Born in 1819 in Long Island, New York, Walt Whitman was working as a printer by the age of 12. Later he moved into teaching and then journalism before he published his best-known work in 1855. Unable to find a publisher, he had to print it himself. It was a collection of poetry titled Leaves of Grass which the Britannica website calls “a landmark in the history of American literature.”

A streetcar conductor

There’s still controversy about the nature of Whitman’s sexuality, but most researchers agree that he was either gay or bisexual. He certainly had a close relationship with a man called Peter Doyle, a streetcar conductor whom Whitman met in 1865. Doyle himself said that the two used to regularly rendezvous at a hotel after he’d finished his streetcar shift. The relationship continued until Whitman’s death in 1892.

Pyotr Ilyich Tchaikovsky

The Britannica website has no doubt about the eminence of musical genius Pyotr Ilyich Tchaikovsky, calling him “the most popular Russian composer of all time.” It goes on to add that his music’s appeal comes from “its tuneful, open-hearted melodies, impressive harmonies, and colorful, picturesque orchestration.” For many years, the fact that Tchaikovsky was gay was suppressed. But an English edition of previously censored letters published in 2018 left no doubt that he was homosexual. 

Symphonie Pathétique

In fact, Tchaikovsky’s sexuality had already been widely recognized in the West for many years. But in Russia, as the editor of the new edition of his letters, Marina Kostalevsky, told newspaper The Guardian, “It is still a subject of heated and often ugly public debate.” One of Tchaikovsky’s most passionate affairs was with his own nephew, Vladimir Davydov. The composer dedicated his final work, the Symphonie Pathétique, to him.

Gertrude Stein

Gertrude Stein thrived in the literary and artistic hothouse that was Paris in the early part of the 20th century. She moved from her American homeland to the French capital, where she made her home on the legendary Left Bank.
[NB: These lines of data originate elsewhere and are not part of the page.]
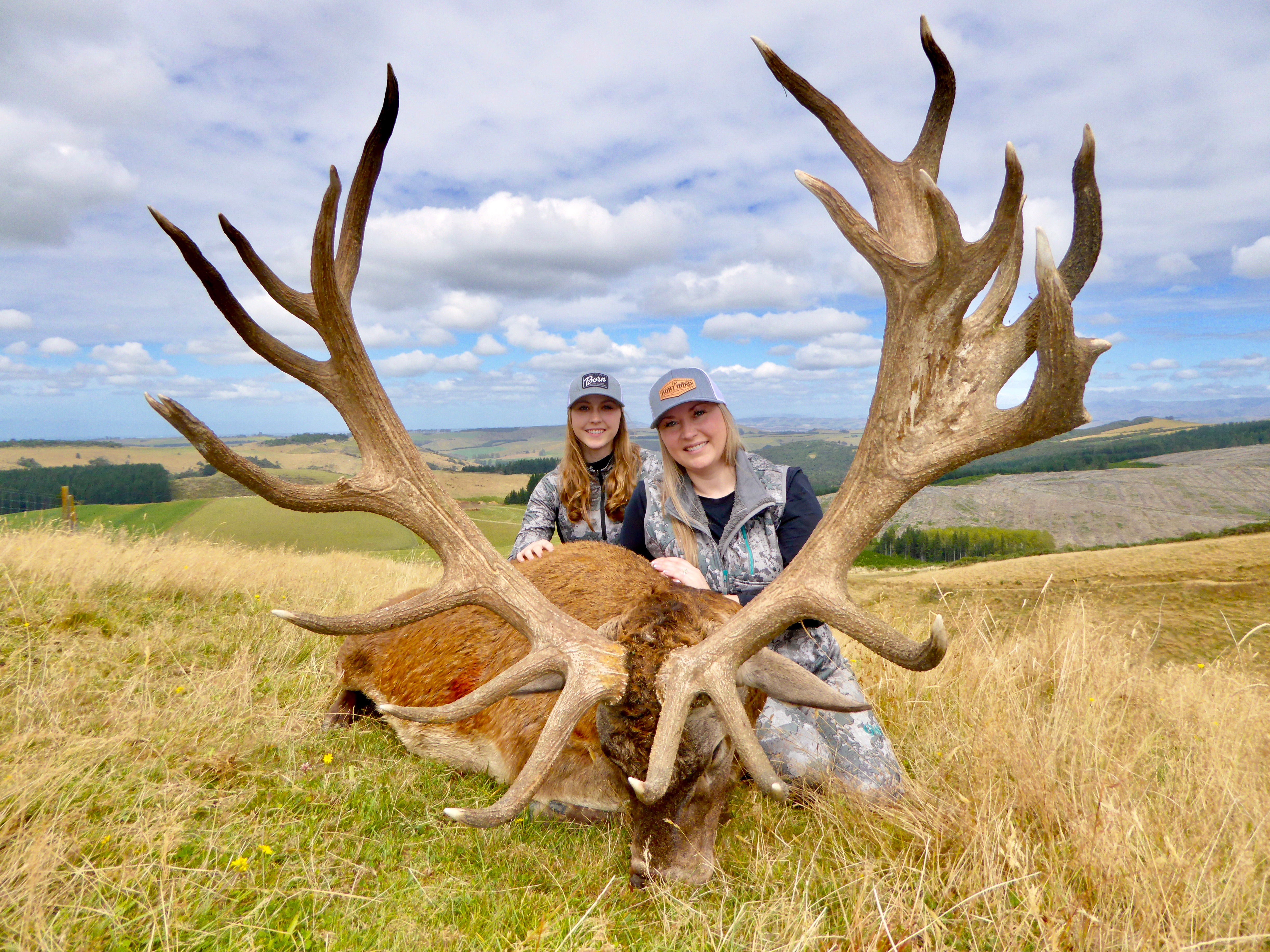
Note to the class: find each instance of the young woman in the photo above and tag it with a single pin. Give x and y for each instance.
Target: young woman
(729, 521)
(586, 495)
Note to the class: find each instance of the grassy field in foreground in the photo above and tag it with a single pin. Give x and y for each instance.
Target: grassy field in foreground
(164, 781)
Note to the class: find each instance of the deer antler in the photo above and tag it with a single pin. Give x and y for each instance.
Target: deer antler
(394, 482)
(934, 408)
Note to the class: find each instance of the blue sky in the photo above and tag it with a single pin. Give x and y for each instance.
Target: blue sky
(577, 188)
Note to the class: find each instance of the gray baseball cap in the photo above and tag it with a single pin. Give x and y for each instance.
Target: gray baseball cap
(596, 385)
(684, 385)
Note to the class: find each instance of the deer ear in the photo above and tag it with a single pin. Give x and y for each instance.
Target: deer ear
(787, 681)
(549, 682)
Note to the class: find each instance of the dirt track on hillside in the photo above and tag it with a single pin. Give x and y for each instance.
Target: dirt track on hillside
(1199, 492)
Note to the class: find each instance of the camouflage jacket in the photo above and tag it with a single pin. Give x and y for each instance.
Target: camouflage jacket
(545, 515)
(749, 554)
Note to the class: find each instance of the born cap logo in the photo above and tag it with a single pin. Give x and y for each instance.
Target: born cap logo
(675, 388)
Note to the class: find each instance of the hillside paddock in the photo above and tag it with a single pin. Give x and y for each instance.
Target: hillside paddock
(164, 781)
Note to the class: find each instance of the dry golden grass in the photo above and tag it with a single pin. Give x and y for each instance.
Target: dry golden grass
(161, 729)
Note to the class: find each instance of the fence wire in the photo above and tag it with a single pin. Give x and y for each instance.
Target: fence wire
(16, 501)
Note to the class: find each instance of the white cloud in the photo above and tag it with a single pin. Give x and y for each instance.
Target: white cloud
(15, 320)
(379, 335)
(844, 349)
(250, 390)
(789, 325)
(1248, 361)
(464, 311)
(515, 244)
(595, 349)
(130, 360)
(1100, 320)
(417, 363)
(756, 285)
(525, 333)
(672, 343)
(488, 346)
(50, 173)
(1177, 264)
(1254, 261)
(59, 347)
(433, 337)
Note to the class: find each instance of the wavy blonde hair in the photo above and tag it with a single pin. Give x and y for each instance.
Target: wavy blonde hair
(675, 475)
(576, 480)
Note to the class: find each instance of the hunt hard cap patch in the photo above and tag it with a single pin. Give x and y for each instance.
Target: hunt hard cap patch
(680, 385)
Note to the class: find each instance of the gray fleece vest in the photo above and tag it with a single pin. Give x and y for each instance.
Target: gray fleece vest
(749, 554)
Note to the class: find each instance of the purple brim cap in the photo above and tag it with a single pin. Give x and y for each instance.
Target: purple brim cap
(684, 385)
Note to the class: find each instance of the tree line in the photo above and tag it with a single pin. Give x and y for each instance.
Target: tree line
(515, 468)
(1061, 455)
(304, 440)
(47, 444)
(962, 543)
(116, 484)
(520, 497)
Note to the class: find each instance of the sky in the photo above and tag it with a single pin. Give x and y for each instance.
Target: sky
(600, 187)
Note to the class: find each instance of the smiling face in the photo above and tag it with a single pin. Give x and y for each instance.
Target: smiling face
(696, 437)
(595, 422)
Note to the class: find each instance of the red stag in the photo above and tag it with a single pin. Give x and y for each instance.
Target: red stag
(586, 677)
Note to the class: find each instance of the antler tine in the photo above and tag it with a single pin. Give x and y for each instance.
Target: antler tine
(568, 709)
(298, 303)
(285, 359)
(396, 483)
(356, 213)
(930, 144)
(934, 408)
(348, 258)
(869, 162)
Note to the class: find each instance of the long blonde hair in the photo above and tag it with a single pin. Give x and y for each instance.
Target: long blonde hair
(675, 475)
(576, 480)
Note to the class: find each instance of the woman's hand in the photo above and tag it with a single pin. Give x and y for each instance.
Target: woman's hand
(535, 550)
(681, 570)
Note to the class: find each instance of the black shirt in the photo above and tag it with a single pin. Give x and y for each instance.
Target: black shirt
(800, 517)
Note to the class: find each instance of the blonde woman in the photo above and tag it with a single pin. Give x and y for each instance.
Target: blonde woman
(586, 495)
(729, 521)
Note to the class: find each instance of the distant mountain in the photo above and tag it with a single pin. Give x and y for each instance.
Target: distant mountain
(802, 424)
(1231, 410)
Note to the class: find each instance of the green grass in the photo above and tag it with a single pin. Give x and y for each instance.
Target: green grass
(147, 517)
(875, 560)
(164, 784)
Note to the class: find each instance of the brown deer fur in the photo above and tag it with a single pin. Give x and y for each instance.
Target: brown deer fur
(444, 658)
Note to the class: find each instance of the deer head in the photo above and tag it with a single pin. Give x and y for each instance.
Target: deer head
(934, 409)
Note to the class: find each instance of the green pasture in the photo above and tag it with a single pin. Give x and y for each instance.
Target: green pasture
(147, 517)
(254, 522)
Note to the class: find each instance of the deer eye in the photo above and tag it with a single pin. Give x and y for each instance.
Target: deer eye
(723, 751)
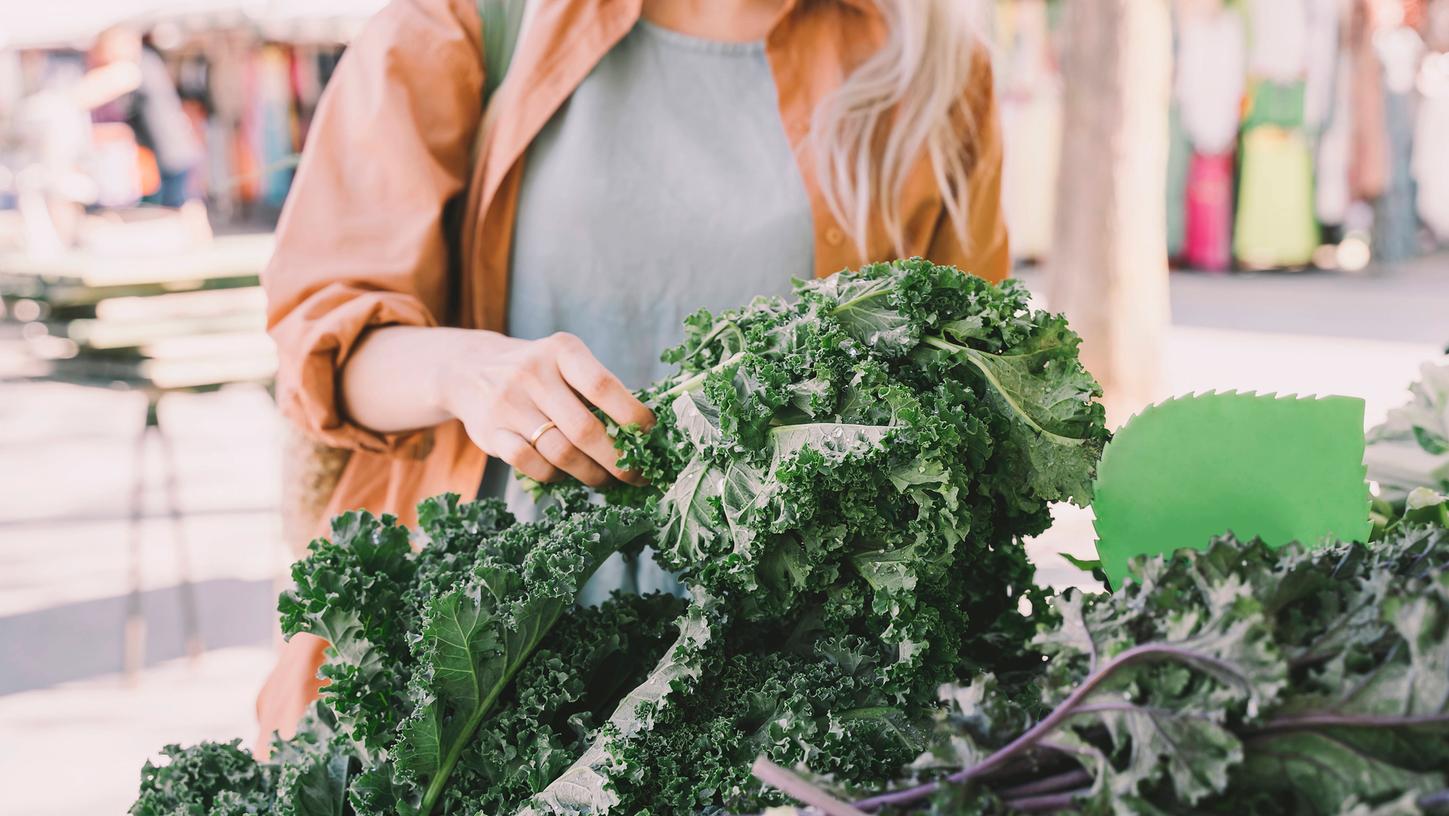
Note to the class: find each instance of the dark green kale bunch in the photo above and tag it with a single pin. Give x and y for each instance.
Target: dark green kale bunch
(210, 779)
(1233, 680)
(461, 676)
(844, 480)
(865, 428)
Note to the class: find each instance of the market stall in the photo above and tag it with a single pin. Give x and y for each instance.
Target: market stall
(842, 480)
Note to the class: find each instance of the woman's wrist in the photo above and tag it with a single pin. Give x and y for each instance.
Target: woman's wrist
(458, 355)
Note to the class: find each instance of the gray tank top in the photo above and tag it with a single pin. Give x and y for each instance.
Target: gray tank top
(662, 186)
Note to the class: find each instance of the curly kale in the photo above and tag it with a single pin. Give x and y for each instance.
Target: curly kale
(841, 479)
(1233, 680)
(845, 477)
(210, 779)
(539, 726)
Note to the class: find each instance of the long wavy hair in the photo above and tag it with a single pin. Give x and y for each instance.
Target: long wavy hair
(903, 102)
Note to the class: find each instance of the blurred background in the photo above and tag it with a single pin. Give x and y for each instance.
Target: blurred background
(1249, 194)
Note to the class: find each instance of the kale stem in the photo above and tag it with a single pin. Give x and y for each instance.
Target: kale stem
(1059, 715)
(1048, 784)
(1439, 799)
(970, 355)
(1045, 803)
(693, 381)
(1300, 722)
(802, 790)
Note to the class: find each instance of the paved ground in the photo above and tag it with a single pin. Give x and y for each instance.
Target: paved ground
(67, 460)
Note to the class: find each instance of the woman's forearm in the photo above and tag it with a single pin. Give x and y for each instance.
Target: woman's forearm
(526, 402)
(394, 379)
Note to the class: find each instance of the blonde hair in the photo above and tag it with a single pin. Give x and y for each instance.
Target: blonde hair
(903, 102)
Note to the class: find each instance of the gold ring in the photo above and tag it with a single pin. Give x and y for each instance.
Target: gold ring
(542, 429)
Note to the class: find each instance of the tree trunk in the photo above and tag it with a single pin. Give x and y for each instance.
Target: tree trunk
(1107, 267)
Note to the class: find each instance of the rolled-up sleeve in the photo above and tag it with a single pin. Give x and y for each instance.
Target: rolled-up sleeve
(986, 252)
(361, 239)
The love of her life, Alice B. Toklas, had only been in the city for a single day when she met Stein for the first time. 

Inseparable partners

The two women ran a literary salon that was at the very heart of cultural life in Paris. Visitors to their informal gatherings included the likes of Pablo Picasso, Henri Matisse, F. Scott Fitzgerald, and Ernest Hemingway. Stein and Toklas were inseparable partners through the 1920s, ‘30s, and ‘40s, traveling through Europe together when they weren’t at home in Paris. It was only Stein’s death in 1946 that ended their relationship.

Freddie Mercury

Born in 1942 on the Tanzanian island of Zanzibar, but brought up from 1964 in England, Farrokh Bulsara would come to the attention of the world as the irrepressible rock superstar Freddy Mercury. As the Britannica website puts it, his “flamboyant showmanship and powerfully agile vocals, most famously for the band Queen, made him one of rock’s most dynamic frontmen.” He also became one of the world’s most famous gay icons.

Died too young

Yet despite Mercury’s status in the gay world, he himself never spoke openly about his sexuality. When he was at the height of his fame in the 1970s and ‘80s, discrimination against members of the LGBTQ community was still a powerfully negative force. His background also militated against coming out — his parents were Zoroastrians, a religion that is not tolerant of homosexuality. Afflicted by an AIDS-related illness, Mercury died far too young in 1991. He was 45.